Replay the March 2011 Senate Blue Ribbon Committee hearings. Commission on Audit’s Heidi Mendoza documented plunder of Armed Forces funds for Balikatan, Filipino UN peacekeepers, etc.
Then AFP comptroller Lt. Gen. Jacinto Ligot stonewalled questions about 42 bank accounts where P740 million were stashed between 2001 and 2005. He invoked the right against self-incrimination and secrecy of bank deposits
The US Senate money laundering investigation found Chile’s Gen. Augusto Piniochet and cronies secretly moved $27 million through 125 bank accounts at Riggs Bank and other financial agencies. Pinochet, family and cronies used alias names, offshore accounts, etc., and were indicted.
Africans call it la valise or “the suitcase” system, Duke University’s 2011 debate on secret bank accounts found. Cash were passed on to wring special treatment. Presidents of five African countries were involved: Senegal, Burkina Faso, Ivory Coast, the Congo and Gabon
Secret bank accounts helped trigger People Power I and II. Papers found in Malacañang showed Marcos opened his first bank account abroad on July 7, 1967. He deposited $215,000 in Chase Manhattan Bank New York.
Marcos opened his first Swiss account a year later. .He picked the pseudonym “William Saunders.” Imelda signed as “Jane Ryan.” They put $950,000 into four bank accounts.

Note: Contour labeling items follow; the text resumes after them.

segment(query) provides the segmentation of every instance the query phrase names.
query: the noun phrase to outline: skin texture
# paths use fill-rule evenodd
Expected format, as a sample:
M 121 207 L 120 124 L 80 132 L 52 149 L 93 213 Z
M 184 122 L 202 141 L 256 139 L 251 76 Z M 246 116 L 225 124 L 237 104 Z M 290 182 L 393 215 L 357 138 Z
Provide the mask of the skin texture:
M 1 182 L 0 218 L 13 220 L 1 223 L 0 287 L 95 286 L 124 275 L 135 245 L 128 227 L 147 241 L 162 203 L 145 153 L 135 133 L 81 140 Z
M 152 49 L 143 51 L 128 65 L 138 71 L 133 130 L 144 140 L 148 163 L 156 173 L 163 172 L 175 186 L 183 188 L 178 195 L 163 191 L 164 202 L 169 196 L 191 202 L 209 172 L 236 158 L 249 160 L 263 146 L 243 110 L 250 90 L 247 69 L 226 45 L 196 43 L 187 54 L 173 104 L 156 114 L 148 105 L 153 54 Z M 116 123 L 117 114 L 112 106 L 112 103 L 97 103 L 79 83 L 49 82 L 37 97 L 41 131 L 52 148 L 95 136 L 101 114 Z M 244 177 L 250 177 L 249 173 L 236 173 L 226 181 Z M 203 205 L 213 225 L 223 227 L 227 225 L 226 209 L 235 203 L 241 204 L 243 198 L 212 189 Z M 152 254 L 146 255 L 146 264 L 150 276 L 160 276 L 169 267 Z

Multiple foundations thereafter mushroomed in Lichtenstein: Xandy, Trinidad, Azio, Rosalys , Charis, Rayby—and so on. On New Year 1970, he announced “giving up all his worldly wealth”—which came from Gen. Yamashita’s treasure. Now, Ferdinand Jr. is a senator judge. Guess how Junior will vote.
In a February 2002 ABS-CBN interview, Joseph Estrada admitted he was “Jose Velarde”—until a mystery figure on an Equitable Bank trust agreement. Erap authorized the bank to invest P500 million drawn from a Jose Velarde account that held P3 billion. Equitable’s Clarissa Ocampo refused to validate “Velarde’s” signature. She rejected pressure to sign a document certifying that owner of the boodle was Jaime Dichavez—who scrammed.

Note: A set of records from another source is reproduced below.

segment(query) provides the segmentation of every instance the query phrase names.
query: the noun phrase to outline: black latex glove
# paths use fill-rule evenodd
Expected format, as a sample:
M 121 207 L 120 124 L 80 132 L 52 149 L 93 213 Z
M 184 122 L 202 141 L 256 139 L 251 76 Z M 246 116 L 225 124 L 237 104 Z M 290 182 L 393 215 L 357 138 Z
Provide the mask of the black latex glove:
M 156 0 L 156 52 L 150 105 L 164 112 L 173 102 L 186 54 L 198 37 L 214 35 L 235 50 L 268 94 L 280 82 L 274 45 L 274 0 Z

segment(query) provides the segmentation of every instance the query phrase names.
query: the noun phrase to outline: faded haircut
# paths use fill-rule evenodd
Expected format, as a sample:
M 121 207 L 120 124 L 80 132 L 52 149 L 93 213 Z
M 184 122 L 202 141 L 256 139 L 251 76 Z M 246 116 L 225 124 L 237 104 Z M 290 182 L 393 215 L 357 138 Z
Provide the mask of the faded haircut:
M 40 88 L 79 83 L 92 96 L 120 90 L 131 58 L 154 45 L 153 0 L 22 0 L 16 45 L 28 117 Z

People Power II erupted after the “Craven 11” senators sealed “the second envlope.” Today’s senator judges know this historical overhang. Erap became the first president to be convicted—and pardoned.

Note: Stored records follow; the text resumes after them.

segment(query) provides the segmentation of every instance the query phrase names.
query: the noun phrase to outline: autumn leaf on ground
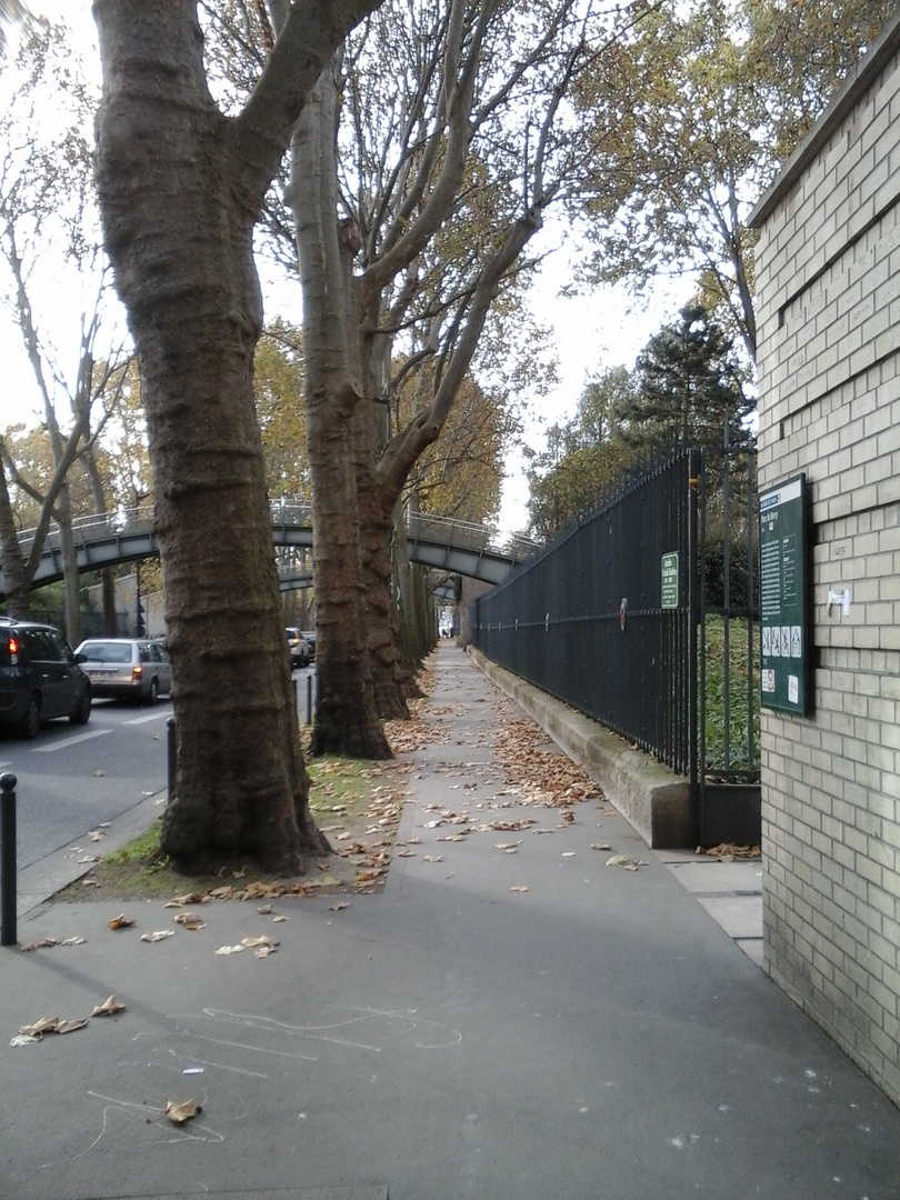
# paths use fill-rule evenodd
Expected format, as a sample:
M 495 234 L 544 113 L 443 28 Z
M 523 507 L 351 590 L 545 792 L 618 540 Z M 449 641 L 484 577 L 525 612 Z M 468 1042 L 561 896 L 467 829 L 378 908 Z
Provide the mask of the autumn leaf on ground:
M 55 1033 L 59 1025 L 59 1016 L 41 1016 L 31 1025 L 23 1025 L 19 1033 L 26 1038 L 37 1038 L 40 1042 L 44 1033 Z
M 190 930 L 206 928 L 205 922 L 200 920 L 196 912 L 180 912 L 178 917 L 173 917 L 172 919 Z
M 83 1030 L 88 1026 L 86 1016 L 76 1016 L 70 1021 L 60 1021 L 54 1033 L 73 1033 L 76 1030 Z
M 174 1100 L 166 1102 L 166 1116 L 173 1124 L 184 1124 L 198 1112 L 203 1112 L 203 1108 L 193 1100 L 182 1100 L 180 1104 L 175 1104 Z
M 109 922 L 110 929 L 131 929 L 132 925 L 137 925 L 137 918 L 126 917 L 124 912 L 120 912 L 118 917 L 113 917 Z
M 199 892 L 188 892 L 182 896 L 173 896 L 172 900 L 163 905 L 163 908 L 184 908 L 187 904 L 205 904 L 206 896 L 202 895 Z
M 115 996 L 107 996 L 102 1004 L 97 1004 L 91 1016 L 116 1016 L 125 1012 L 125 1004 Z
M 19 947 L 22 954 L 26 954 L 29 950 L 48 950 L 52 946 L 56 944 L 55 937 L 42 937 L 40 942 L 25 942 L 24 946 Z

Corona must demolish the AMLC and COA data by Tuesday. It’s a daunting task. The latest Social Weather Station Survey reports 63 percent of Filipinos believe Corona hid wealth. Only 12 percent disagreed.
There’s the “petard” factor. “The Ombudsman did not come here voluntarily to testify,” Enrile observed. The defense had her subpoenaed. “Whoever produces a witness bound by (the witness’) testimony whether favorable or adverse.”
In his 1947 play “A Streetcar Named Desire,” Tennessee Williams wrote of Blanche Dubois who tried to create a lantern of light, SunStar public standards Pachico Seares recalled. Blanche covers a bare lightbulb with a paper lantern.
It is her desire for “illusion over reality”: She’d travel instead of check into a mental hospital. She’s on vacation, not a teacher fired for seducing a student.
Corona’s defense could “be a lantern to which he clung to the fantasy of being sinless,” Seares writes.. “Remove that cover and bring on the harsh honest light.” After Tuesday, we may know.